Ara ara çok yoğun bir şekilde gündeme gelen “Bedelli Askerlik” meselesi, bugünlerde yine gündemin önemli maddeleri arasında.
Ayrıca, şunu da ifade edelim ki: Haftalardır, bu konuda çok fazla sayıda mesajlar geliyor.
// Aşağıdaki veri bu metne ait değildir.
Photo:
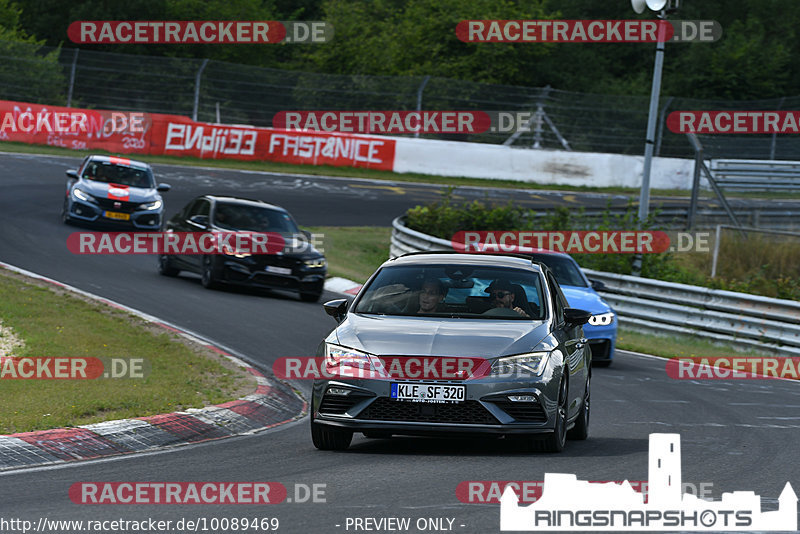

Bazı günler, adeta mesaj bombardımanına tabi tutulmaktayız.
Halkın fikir ve hissiyatına tercüman olmaya çalışan bizler, haliyle bu konuya da ayna tutmak durumundayız.
* * *
Öte yandan, şu bedelli askerlik meselesi, Osmanlı döneminde de zaman zaman gündeme gelmiş ve uygulaması yapılmıştır.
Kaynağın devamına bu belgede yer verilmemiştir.